Nie mehr wünsche ich den Schmerz zu sehen, den mein Bruder mit seinen Kriegen brachte. Nichts ist scheußlicher als der Krieg, denn er vernichtet Leben leichtfertig und ehrlos. Dieser ist mit Abstand das Schlechteste, was die Völker hervorgebracht haben.
Zitat von König Jaakan, dem Segensbringer. Wahrheitsgehalt umstritten, wird bisweilen auch König Jerimot I, dem Generationenkönig, zugesprochen.

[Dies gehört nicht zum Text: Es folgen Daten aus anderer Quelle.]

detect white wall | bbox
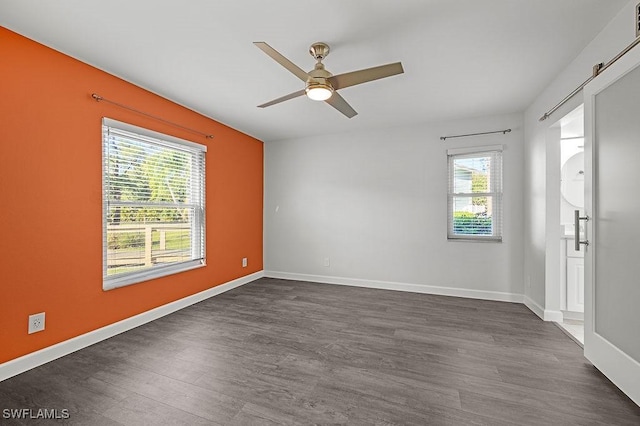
[524,0,637,314]
[264,114,524,301]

Es gab nicht viele Situationen aus Laedans Leben, von denen er hätte behaupten können, dass sie verzweifelt gewesen waren. Doch diese war definitiv eine.
Er stützte sich mit der rechten Faust das Kinn, während die linke auf die Tischplatte trommelte und seine Augen die Zeltwand anstarrten.
„…Misilem, Kommandant der ersten Brigade der zweiten Division, Antikas und Tarenen, Kommandanten des ersten und zweiten Bataillons des dritten Regiments der ersten Brigade der ersten Division…“.
So viele Namen, zu denen er die Gesichter nicht kannte. So viele Verluste, zu viele.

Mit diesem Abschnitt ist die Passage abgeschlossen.